| 指標 | 当期 | 前年同期 | YoY |
|---|---|---|---|
| 売上高 | ¥74.0億 | ¥70.2億 | +5.4% |
| 営業利益 | ¥3.9億 | ¥2.8億 | +38.5% |
| 経常利益 | ¥4.1億 | ¥3.0億 | +36.8% |
| 純利益 | ¥2.6億 | ¥1.7億 | +52.0% |
| ROE | 5.6% | 3.8% | - |
2026年度第3四半期連結累計期間は、売上高74.0億円(前年同期比+3.8億円 +5.4%)、営業利益3.9億円(同+1.1億円 +38.5%)、経常利益4.1億円(同+1.1億円 +36.8%)、純利益2.6億円(同+0.9億円 +52.0%)となった。売上は堅調に拡大し、営業利益は売上成長を大きく上回る増益率を達成した。経常利益も同様に高い伸びを示し、純利益は過半の成長率を記録した。営業増益率が売上成長率を大幅に上回る結果は営業レバレッジの効果を反映している。

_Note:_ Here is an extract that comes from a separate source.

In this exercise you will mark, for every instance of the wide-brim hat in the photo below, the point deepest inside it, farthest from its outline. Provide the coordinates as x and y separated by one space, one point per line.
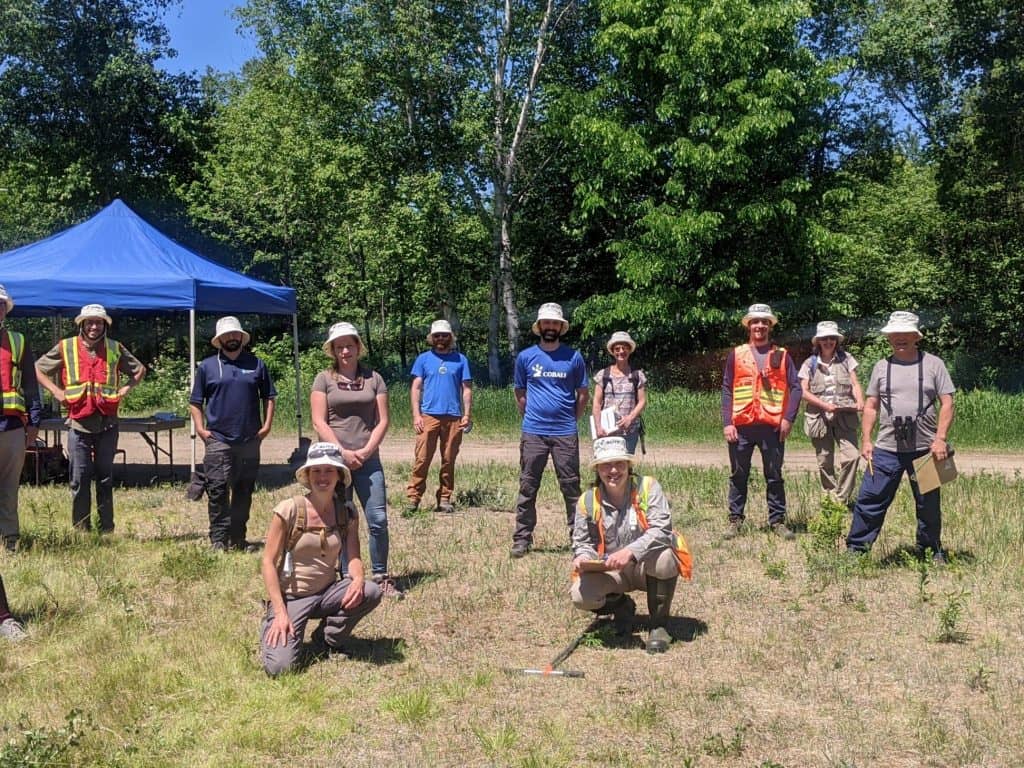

【売上高】前年同期比+5.4%の増収は、システム開発セグメントが41.9億円(前年38.0億円から+10.2%)へ拡大したことが主因である。アウトソーシングセグメントは32.1億円(前年32.2億円から-0.3%)とほぼ横ばいで推移した。全社売上に占めるシステム開発の構成比は約56.6%、アウトソーシングが約43.4%であり、システム開発の成長が全社トップラインを牽引した。【損益】営業利益は前年2.8億円から3.9億円へ+38.5%増加し、営業利益率は5.2%(前年4.0%から+1.2pt改善)となった。セグメント利益ではシステム開発が3.1億円(前年2.3億円から+36.6%)、アウトソーシングが0.8億円(前年0.5億円から+46.6%)といずれも増益を達成し、両セグメントの収益性改善が全社利益拡大に寄与した。経常利益4.1億円は営業利益3.9億円に対し+0.2億円の営業外純増があり、金融収益等が下支えした。純利益2.6億円は経常利益から税金等を控除後の水準で、実効税率は約35.4%と算出される。特別損益に関する記載はなく、減損損失等の一時的要因は発生していない。経常利益と純利益の乖離(経常4.1億円に対し純利益2.6億円)は主に法人税等の負担によるものである。結論として、システム開発セグメントの増収と両セグメントの利益率改善により増収増益を達成した。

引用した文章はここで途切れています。